MARY LOUISE KELLY, HOST:
Here's a brief tally on how we're doing stacked up against some predictions made 50 years ago. One, that we would all be using pocket computers. Check.
AUDIE CORNISH, HOST:
Another - the coming of a widely adopted universal language. Yeah, no.
KELLY: Face-to-face communication across long distances? Check.
CORNISH: Technologies that allow us to control the climate. Ooh, yeah, not so much.
KELLY: These predictions were all made in 1968 in a report with input from leading scientists. It was titled "Toward The Year 2018." Harvard historian Jill Lepore has been reading the report and writing about it for The New Yorker. And she joins me now. Hi there.
JILL LEPORE: Hey. Happy New Year.
KELLY: Happy New Year to you. Now, your takeaway from reading this report is that it makes for somewhat distressing reading.
LEPORE: (Laughter).
KELLY: So I'll start there. Why distressing?
LEPORE: Well, distressing, I mean, fascinating. It's sort of the lore of science fiction - fascinating and fun in that so many of the machines that these guys - and that were all guys - predicted would be around by 2018 are around but distressing because they all thought they would be wonderful. And, of course, many of them are not so wonderful. And it's that failure to think about the practical consequences and to make ethical decisions about whether or not to invent these things that got us into, I think, a lot of the fixes and the jams that we're now in.
KELLY: There's one political scientist at MIT in this report who predicted with, I have to say spooky, prescience that by 2018, quote, "You could find out anything about anyone without ever leaving your desk." And I read that and thought, hello, Google. Hello, Facebook. I mean, it does make you wonder, should we have been better prepared if people were imagining this all those years ago?
LEPORE: Yeah, we should've been. But it's easy for us to say. But this guy, Ithiel de Sola Pool, is a fascinating political scientist. He did a lot of work on ARPANET, you know, of course, which leads to the Internet. And so he knew a lot about what was going on that was classified at the time that involved schemes for data collection. And he says, well, we will be able to do these things by 2018. The question is whether we should do those things. And then he kind of leaves that hanging there. I mean, he thought a lot about what he called the tension between knowledge and privacy, which (laughter) is - that's the trap that's, like, the finger trap that we're all caught in right now. So it's really good to think about people anticipating that. And then it's maddening that that conversation didn't go where maybe it might've gone.

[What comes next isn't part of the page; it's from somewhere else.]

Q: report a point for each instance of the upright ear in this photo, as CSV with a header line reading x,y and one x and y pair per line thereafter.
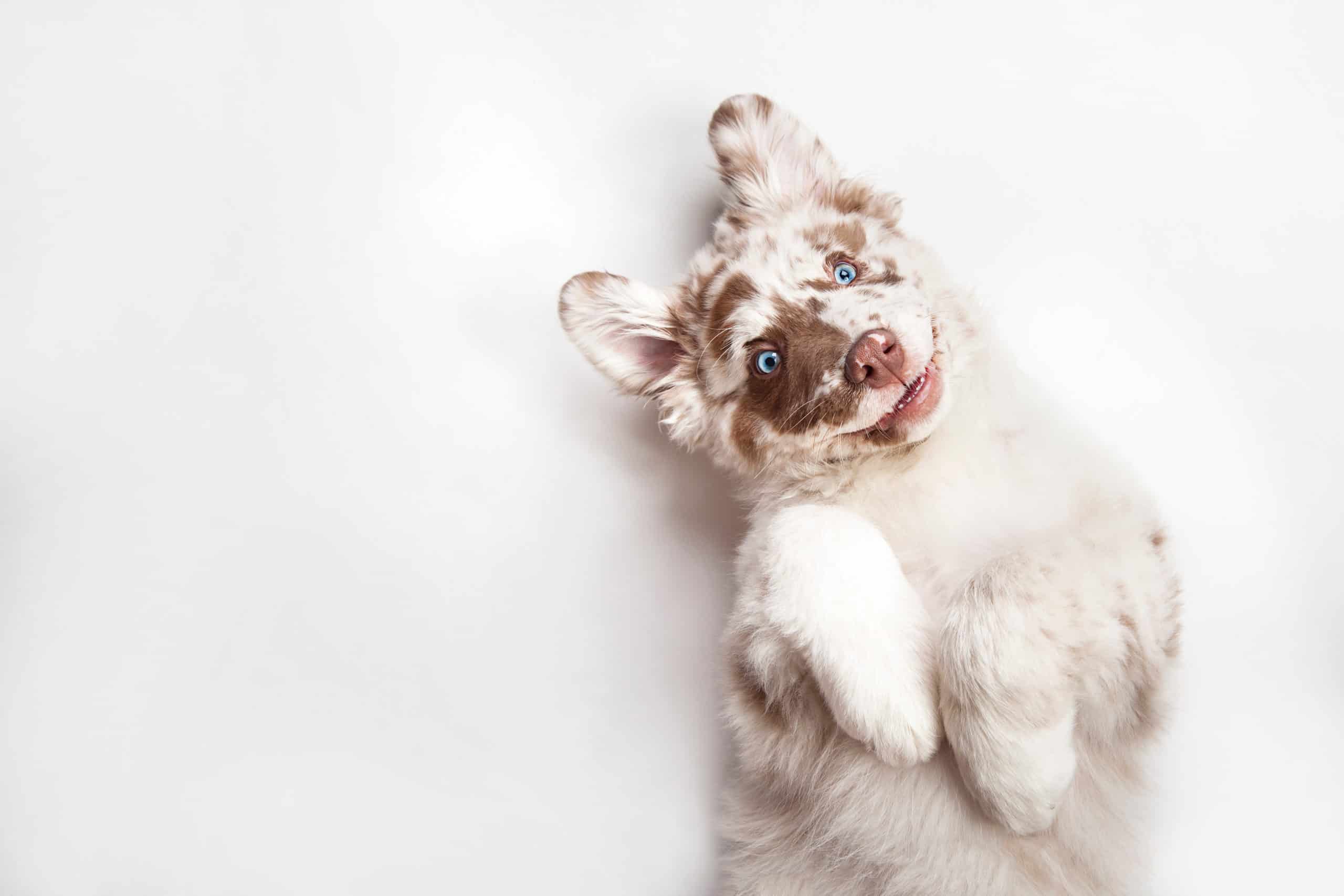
x,y
766,157
624,328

KELLY: I'm struck how, with the exception of one doomsayer, they're all pretty optimistic, which is interesting because 1968 was a pretty rough year on all kinds of fronts. Do you think this was a collective, you know, guys, it's got to get better looking 50 years out?
LEPORE: Yeah. So many of the devices that were predicted in 1968 these scientists thought were either to one side of or maybe possible solutions to political problems of hunger, economic inequality or political division. And, in fact, we, from our vantage, see them as contributing to so many of these problems. But I guess that's the chastening reason to read a set of predictions from a half-century ago - is the humility that it inspires. Like, what are we misconstruing about what we're doing and its possible effectiveness? And maybe we're too much swung in the other direction, where we cannot imagine fixes to overwhelming problems.
KELLY: Well, that prompts my last question, which, is any thoughts on if a bunch of scientists were brainstorming right now toward the 2068, what kind of themes or ideas they might come up with?
LEPORE: (Laughter) That's, like, a planted question because, of course, it's the humanists that you need to ask. It's the literature professors and the historians. We're the women. We're the activists and all the people that are not part of the predictions made in 1968 'cause it was a moment that tried to advance the theory that all good in society would be derived from technological change. So much of how I as a historian understand change happening doesn't actually come from technological change. So I wouldn't - if I were redoing this, I would ask a whole different group of people aside from scientists and technologists.
KELLY: Harvard history professor Jill Lepore. Her article for The New Yorker is titled "What 2018 Looked Like 50 Years Ago." Jill Lepore, thanks so much.